Some police need more than counseling. When officers no longer feel like they can wear a badge, what they need is to take it off. Workers' compensation boards, however, have fought vigorously to stave off officers who seek out stress pensions — early retirements for those who experience psychological trauma too severe to continue as an armed officer.
Take Paul Hipple, who in 1984 found himself locked on the ground in a wrestling match with a knife-wielding cocaine dealer. Hipple had been in plenty of fights before in his 16 years undercover — he'd been stabbed, bitten by dogs, run over by two cars and jumped by a gang that threw him out of a bus window in the Bronx, in New York City. But when the man he was wrestling with slashed his left hand, Hipple froze and was unable to pull the trigger on his firearm. He never returned to work.
Three courts rejected him after years of trying to sue for a full disability pension, saying his work-related traumas were too regular for any one to stand out as extraordinary. When the pension board reversed its decision in 1989, Hipple told reporters he thought officials had been wary of setting a precedent for officers with a history of work-related trauma seeking disability pensions.
"Workman's comp is basically an insurance company," said Kates, who's served as an expert witness in these lawsuits. "And insurance companies don't like to pay."
A data problem: Nick Selby, a Texas detective who works on police reform, says that the problem with tackling police violence is a poverty of data. "People yell about police reform, but because we have no data on problems around policing, people just throw paint at the canvas," he said.
In 1994, a research brief on police use of force from the National Institute of Justice said there wasn't enough research to show whether or not police stress was a driving factor behind excessive use of force. Little work has been done on the issue since. The culture of silence surrounding PTSD among police only makes the problem harder to study.
A discussion about mental health among police is not a substitute for the long-needed conversation about the overpolicing of people of color in the United States. But it's hard to deny the role of PTSD as a root cause of violent escalations. If PTSD is a contributing factor to police violence, mental health must take its place at the center of police reform platforms.

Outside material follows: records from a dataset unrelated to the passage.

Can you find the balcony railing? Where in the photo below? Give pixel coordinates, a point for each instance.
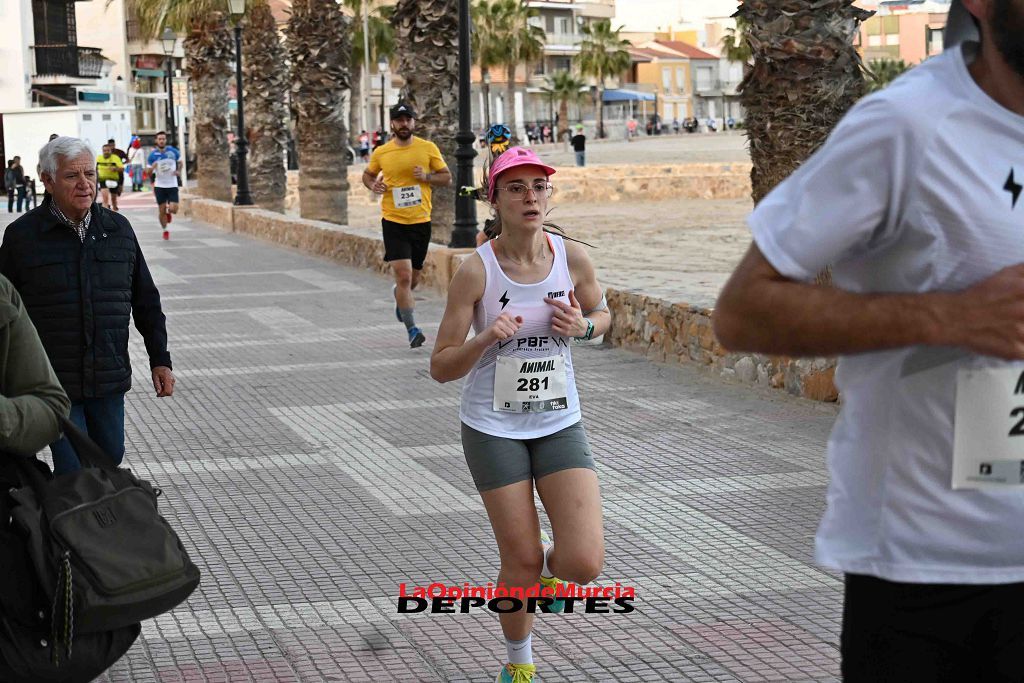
(68, 60)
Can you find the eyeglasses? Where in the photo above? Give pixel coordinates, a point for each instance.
(519, 189)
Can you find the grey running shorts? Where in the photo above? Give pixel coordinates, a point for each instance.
(497, 462)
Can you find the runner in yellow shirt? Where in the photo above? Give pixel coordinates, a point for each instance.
(404, 171)
(109, 170)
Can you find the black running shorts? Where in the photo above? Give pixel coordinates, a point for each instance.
(166, 195)
(497, 461)
(401, 242)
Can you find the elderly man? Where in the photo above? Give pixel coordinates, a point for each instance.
(915, 203)
(81, 271)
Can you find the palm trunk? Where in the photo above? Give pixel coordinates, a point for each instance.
(317, 36)
(208, 47)
(265, 83)
(510, 97)
(355, 110)
(806, 75)
(427, 33)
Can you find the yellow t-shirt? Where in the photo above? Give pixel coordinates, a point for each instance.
(397, 164)
(110, 167)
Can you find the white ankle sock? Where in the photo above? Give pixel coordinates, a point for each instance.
(520, 651)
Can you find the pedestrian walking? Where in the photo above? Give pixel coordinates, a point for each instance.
(81, 272)
(914, 203)
(110, 170)
(404, 171)
(165, 168)
(364, 146)
(524, 294)
(9, 182)
(579, 142)
(18, 178)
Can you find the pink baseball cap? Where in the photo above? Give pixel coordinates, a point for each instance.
(510, 159)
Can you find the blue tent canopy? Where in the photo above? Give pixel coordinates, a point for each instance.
(627, 95)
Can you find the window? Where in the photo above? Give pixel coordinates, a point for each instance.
(704, 78)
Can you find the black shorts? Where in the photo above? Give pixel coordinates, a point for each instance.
(932, 632)
(166, 195)
(402, 242)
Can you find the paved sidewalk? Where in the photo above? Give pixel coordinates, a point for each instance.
(311, 465)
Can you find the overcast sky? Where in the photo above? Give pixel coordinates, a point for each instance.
(649, 14)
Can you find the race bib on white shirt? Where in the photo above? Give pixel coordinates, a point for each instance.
(407, 197)
(530, 385)
(988, 433)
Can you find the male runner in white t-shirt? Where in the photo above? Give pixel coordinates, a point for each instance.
(916, 201)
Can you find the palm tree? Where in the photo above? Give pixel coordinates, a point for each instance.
(523, 43)
(317, 46)
(884, 72)
(209, 49)
(564, 88)
(427, 34)
(734, 44)
(602, 54)
(265, 81)
(381, 45)
(487, 45)
(806, 75)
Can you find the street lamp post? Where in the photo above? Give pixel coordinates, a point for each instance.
(169, 39)
(382, 70)
(486, 99)
(242, 196)
(464, 231)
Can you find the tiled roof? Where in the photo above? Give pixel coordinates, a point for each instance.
(687, 49)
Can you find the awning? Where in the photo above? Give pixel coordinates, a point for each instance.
(94, 96)
(627, 95)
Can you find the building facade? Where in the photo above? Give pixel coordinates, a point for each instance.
(901, 32)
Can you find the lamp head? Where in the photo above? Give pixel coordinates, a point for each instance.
(169, 40)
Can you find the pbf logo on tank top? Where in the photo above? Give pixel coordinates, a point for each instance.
(1013, 187)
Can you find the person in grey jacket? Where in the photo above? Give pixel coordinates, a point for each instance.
(31, 397)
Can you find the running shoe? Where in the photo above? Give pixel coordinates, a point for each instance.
(553, 583)
(416, 338)
(518, 673)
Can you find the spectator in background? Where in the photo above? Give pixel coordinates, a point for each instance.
(579, 142)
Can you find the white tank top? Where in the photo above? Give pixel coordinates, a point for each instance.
(535, 341)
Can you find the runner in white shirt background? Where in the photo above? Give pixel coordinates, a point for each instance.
(165, 167)
(916, 201)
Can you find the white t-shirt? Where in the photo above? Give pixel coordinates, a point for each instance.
(910, 194)
(167, 165)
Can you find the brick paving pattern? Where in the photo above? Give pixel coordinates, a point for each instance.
(311, 465)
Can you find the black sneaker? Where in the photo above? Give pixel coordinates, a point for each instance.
(416, 338)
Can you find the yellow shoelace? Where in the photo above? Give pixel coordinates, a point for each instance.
(522, 673)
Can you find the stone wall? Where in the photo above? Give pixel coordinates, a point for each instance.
(681, 333)
(322, 239)
(613, 183)
(659, 330)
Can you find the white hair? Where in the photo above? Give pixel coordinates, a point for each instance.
(58, 148)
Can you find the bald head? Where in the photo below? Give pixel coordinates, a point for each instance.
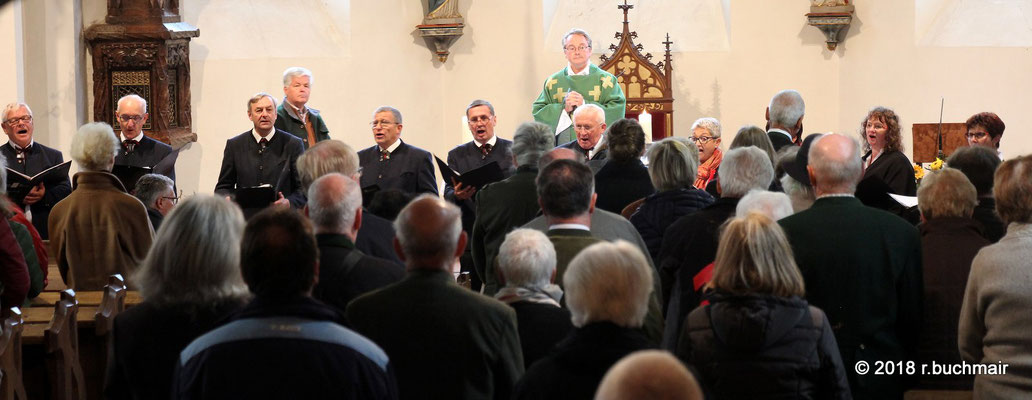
(648, 374)
(429, 233)
(334, 205)
(834, 164)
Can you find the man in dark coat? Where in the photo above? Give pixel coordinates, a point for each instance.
(861, 265)
(335, 208)
(268, 348)
(137, 149)
(392, 163)
(445, 340)
(689, 244)
(294, 115)
(510, 203)
(27, 157)
(784, 119)
(262, 156)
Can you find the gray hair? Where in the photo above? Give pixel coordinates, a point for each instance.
(711, 125)
(672, 164)
(440, 244)
(151, 187)
(774, 205)
(13, 106)
(839, 174)
(393, 111)
(600, 114)
(290, 73)
(530, 141)
(744, 169)
(946, 193)
(608, 281)
(196, 255)
(526, 259)
(325, 157)
(94, 146)
(576, 31)
(786, 107)
(333, 200)
(477, 103)
(133, 96)
(257, 97)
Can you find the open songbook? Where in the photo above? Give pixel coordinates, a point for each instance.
(19, 185)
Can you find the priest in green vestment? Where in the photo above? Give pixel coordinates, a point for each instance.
(579, 82)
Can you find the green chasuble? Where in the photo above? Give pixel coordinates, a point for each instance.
(598, 88)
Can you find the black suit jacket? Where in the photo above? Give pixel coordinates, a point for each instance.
(601, 155)
(146, 154)
(339, 282)
(38, 159)
(778, 139)
(410, 169)
(244, 165)
(468, 157)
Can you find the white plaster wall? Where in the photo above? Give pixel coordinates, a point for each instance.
(377, 58)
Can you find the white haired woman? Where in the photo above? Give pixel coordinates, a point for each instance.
(190, 280)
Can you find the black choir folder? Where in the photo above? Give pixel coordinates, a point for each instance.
(477, 177)
(19, 185)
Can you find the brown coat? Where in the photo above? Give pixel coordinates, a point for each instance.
(98, 230)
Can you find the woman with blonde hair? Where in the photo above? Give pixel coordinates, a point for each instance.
(759, 338)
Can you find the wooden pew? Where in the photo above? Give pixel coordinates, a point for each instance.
(11, 386)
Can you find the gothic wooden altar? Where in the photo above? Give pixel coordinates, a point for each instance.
(647, 86)
(143, 48)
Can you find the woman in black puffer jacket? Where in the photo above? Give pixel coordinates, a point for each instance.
(758, 338)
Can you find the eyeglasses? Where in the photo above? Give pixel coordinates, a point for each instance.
(13, 122)
(585, 127)
(384, 124)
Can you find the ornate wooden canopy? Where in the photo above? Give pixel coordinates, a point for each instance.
(646, 85)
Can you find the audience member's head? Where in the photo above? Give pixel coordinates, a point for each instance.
(985, 129)
(566, 189)
(946, 193)
(526, 259)
(752, 135)
(880, 130)
(334, 205)
(156, 191)
(835, 164)
(754, 258)
(608, 281)
(672, 164)
(429, 233)
(626, 140)
(326, 157)
(648, 374)
(196, 255)
(530, 141)
(785, 111)
(744, 169)
(279, 256)
(978, 164)
(1012, 189)
(387, 203)
(773, 204)
(94, 147)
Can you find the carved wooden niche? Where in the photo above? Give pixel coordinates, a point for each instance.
(143, 48)
(647, 86)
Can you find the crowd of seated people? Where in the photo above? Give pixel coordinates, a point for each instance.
(751, 271)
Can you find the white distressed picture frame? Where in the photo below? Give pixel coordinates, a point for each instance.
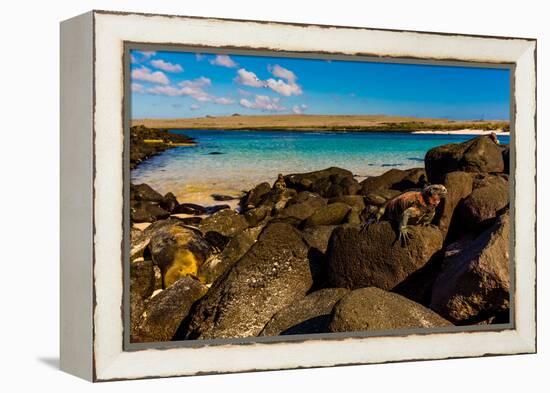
(92, 231)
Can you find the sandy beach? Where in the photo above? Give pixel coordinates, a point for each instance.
(323, 123)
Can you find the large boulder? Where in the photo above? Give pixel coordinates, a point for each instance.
(253, 197)
(164, 313)
(273, 274)
(371, 308)
(237, 246)
(178, 251)
(490, 196)
(278, 199)
(144, 192)
(480, 155)
(332, 214)
(169, 202)
(142, 284)
(305, 181)
(396, 179)
(373, 256)
(318, 236)
(306, 316)
(475, 279)
(225, 222)
(356, 202)
(257, 215)
(459, 186)
(301, 207)
(381, 196)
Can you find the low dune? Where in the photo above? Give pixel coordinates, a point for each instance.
(324, 122)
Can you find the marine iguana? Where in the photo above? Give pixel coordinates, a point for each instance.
(279, 183)
(416, 207)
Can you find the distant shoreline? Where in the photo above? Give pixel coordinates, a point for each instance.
(332, 123)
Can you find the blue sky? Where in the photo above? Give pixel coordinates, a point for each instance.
(183, 84)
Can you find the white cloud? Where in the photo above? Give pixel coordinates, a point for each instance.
(145, 74)
(299, 109)
(223, 101)
(165, 91)
(224, 61)
(281, 72)
(263, 103)
(141, 56)
(248, 78)
(137, 88)
(166, 66)
(147, 53)
(284, 88)
(244, 92)
(198, 82)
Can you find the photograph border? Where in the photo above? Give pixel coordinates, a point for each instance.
(129, 46)
(95, 350)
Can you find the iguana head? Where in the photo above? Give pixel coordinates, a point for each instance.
(433, 193)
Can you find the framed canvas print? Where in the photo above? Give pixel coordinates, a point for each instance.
(245, 195)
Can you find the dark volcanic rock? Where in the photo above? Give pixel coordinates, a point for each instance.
(480, 155)
(305, 181)
(490, 195)
(375, 309)
(373, 257)
(144, 192)
(142, 283)
(318, 236)
(356, 202)
(353, 218)
(311, 198)
(459, 186)
(225, 222)
(396, 179)
(506, 158)
(278, 199)
(178, 251)
(216, 208)
(257, 215)
(221, 197)
(306, 316)
(238, 245)
(332, 214)
(273, 274)
(475, 279)
(253, 198)
(169, 202)
(301, 207)
(144, 211)
(165, 311)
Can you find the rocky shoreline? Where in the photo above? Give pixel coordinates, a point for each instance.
(147, 142)
(297, 258)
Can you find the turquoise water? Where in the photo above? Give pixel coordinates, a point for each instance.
(250, 157)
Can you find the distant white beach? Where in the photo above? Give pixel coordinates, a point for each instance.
(463, 132)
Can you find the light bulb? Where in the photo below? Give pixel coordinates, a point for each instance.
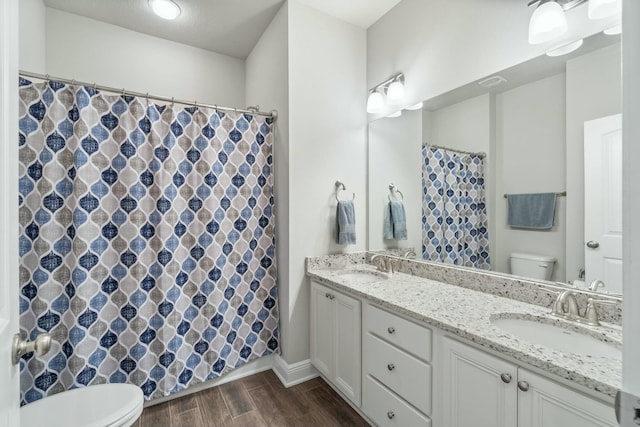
(567, 48)
(600, 9)
(395, 93)
(375, 103)
(548, 22)
(166, 9)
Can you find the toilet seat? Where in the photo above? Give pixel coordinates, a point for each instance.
(104, 405)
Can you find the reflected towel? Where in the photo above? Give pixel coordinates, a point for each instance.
(346, 223)
(534, 211)
(395, 221)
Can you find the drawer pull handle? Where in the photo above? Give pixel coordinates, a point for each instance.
(506, 378)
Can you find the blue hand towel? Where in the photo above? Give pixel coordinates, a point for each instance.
(346, 223)
(395, 221)
(535, 210)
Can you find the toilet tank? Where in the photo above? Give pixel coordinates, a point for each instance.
(532, 265)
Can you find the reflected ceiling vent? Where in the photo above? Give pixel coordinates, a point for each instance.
(492, 81)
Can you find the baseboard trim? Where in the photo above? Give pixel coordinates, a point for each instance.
(295, 373)
(259, 365)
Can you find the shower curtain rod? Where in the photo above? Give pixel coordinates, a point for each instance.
(426, 144)
(250, 110)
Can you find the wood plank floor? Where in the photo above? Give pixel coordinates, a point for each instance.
(255, 401)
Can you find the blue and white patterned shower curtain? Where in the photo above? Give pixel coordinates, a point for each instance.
(146, 240)
(454, 213)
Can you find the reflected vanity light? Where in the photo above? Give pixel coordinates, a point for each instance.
(388, 93)
(548, 22)
(600, 9)
(417, 106)
(166, 9)
(565, 49)
(613, 30)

It's been 16 years since David Mogel's fateful encounter in northern Phoenix. He is now a successful electrician with a million-dollar business and eight employees. He refers to his success since the incident as "post-traumatic growth."
Still, certain noises or smells set him back. He does what he can to avoid returning to the roadside where he was forced to kill or be killed. If he has to drive by a certain hospital where fellow officers died after being shot on the job, he's filled with dread.
He watches the news and sees presidential candidates whip up noise about police reform. He sees police fire guns and be fired upon, and wonders if they're alright.